Did any of you get the chance to rest sometime this week from the demands of full-time ministry, full-time mommy, rest from any and all the titles you hold? Maybe you planned to rest, but life got a bit more demanding. Maybe a quiet moment of rest with Jesus seems out of reach for you right now. It does for me too.
I am currently holding a crying sick toddler who is relentless, trying to write, and keeping the brother battles at bay. All while my mind is in a thousand places and this season of rest my husband and I have been on for nearly a year approaches its end in April. Trying to pray through finances, what's next, where we are headed, church planting, and so on. Plus find the time to get quiet with Jesus, read the word, and just be before my Savior. Life surely doesn't slow down for us, nor does it speed up. Time keeps ticking without permission.
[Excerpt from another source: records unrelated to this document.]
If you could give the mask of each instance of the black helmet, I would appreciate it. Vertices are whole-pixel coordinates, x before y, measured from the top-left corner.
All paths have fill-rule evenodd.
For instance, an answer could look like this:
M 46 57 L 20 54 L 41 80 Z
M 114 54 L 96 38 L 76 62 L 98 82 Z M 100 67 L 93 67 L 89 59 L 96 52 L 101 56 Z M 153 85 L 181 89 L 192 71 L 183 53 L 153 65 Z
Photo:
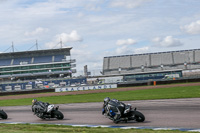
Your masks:
M 32 104 L 35 104 L 37 102 L 37 99 L 32 100 Z
M 109 97 L 104 98 L 104 103 L 107 104 L 110 101 Z

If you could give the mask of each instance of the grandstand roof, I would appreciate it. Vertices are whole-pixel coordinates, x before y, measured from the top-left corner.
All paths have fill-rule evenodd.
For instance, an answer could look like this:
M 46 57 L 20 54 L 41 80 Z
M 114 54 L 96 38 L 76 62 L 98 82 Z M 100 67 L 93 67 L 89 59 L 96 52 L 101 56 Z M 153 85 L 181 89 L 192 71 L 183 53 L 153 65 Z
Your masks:
M 34 50 L 34 51 L 20 51 L 20 52 L 9 52 L 0 53 L 0 59 L 18 58 L 18 57 L 32 57 L 41 55 L 70 55 L 72 47 L 59 48 L 59 49 L 45 49 L 45 50 Z
M 200 50 L 200 49 L 177 50 L 177 51 L 166 51 L 166 52 L 155 52 L 155 53 L 143 53 L 143 54 L 130 54 L 130 55 L 117 55 L 117 56 L 107 56 L 107 57 L 104 57 L 104 58 L 124 57 L 124 56 L 139 56 L 139 55 L 161 54 L 161 53 L 172 53 L 172 52 L 186 52 L 186 51 L 195 51 L 195 50 Z

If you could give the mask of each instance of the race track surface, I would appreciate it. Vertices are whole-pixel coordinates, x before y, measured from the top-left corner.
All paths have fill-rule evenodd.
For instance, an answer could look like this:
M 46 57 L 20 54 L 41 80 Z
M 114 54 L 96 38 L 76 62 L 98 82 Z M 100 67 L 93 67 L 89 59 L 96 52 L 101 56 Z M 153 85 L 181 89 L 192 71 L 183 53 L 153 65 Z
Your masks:
M 0 122 L 200 128 L 200 98 L 125 101 L 145 115 L 146 120 L 142 123 L 114 124 L 101 114 L 102 103 L 59 104 L 65 116 L 63 120 L 37 118 L 31 106 L 1 107 L 8 114 L 8 119 L 0 119 Z

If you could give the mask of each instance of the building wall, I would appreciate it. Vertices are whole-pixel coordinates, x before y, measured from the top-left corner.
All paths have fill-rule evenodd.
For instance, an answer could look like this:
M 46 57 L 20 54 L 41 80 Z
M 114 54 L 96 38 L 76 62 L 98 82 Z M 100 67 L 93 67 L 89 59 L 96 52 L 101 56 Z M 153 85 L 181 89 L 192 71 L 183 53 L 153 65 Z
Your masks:
M 104 75 L 200 68 L 200 49 L 104 57 Z

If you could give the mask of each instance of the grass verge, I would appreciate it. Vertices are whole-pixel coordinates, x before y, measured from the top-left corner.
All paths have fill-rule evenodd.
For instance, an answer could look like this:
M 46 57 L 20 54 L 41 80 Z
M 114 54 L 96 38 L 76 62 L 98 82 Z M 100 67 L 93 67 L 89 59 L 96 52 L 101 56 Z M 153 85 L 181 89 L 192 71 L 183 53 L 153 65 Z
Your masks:
M 61 92 L 62 93 L 62 92 Z M 105 92 L 92 94 L 78 94 L 65 96 L 39 97 L 37 100 L 52 104 L 102 102 L 105 97 L 115 98 L 120 101 L 199 98 L 199 86 L 171 87 L 147 90 L 133 90 L 123 92 Z M 0 100 L 1 106 L 31 105 L 33 98 Z
M 3 133 L 183 133 L 183 131 L 151 130 L 151 129 L 118 129 L 118 128 L 90 128 L 72 127 L 65 125 L 46 124 L 0 124 L 0 131 Z

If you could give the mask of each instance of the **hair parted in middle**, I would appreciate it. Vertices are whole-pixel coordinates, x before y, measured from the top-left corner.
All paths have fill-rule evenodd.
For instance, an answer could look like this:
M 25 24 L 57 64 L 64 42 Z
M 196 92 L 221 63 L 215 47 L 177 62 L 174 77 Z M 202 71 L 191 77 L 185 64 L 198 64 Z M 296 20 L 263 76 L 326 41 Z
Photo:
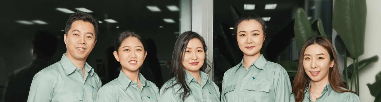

Pastor's wife, I don't know what your day looks like. I don't know what your week holds. Sometimes we long so deeply for the next season to be here already, yet at the same time wish our life would slow down a bit so we can breathe. Frankly, if only all the ducks could be in a row. Ministry thriving, abundance of finances, countless friends in ministry living this thing out, plenty of time to rest, perfect marriage…If it all looked like we wished then maybe rest might seem more tangible.
As I look back over the past seasons of church planting, I don't think I ever had all the ducks in a row. Sure, there were seasons where some parts looked ideal, but other parts weren't exactly lined up with what I had planned. I think if we stop longing for the next season, and just be satisfied where we are ducks in a row or not just maybe we can breathe again. Or maybe if we stop thinking about how we don't have time to rest, and just make it happen, then maybe we will become satisfied again among the chaos life brings.
Without Jesus the center of it all we will never be satisfied.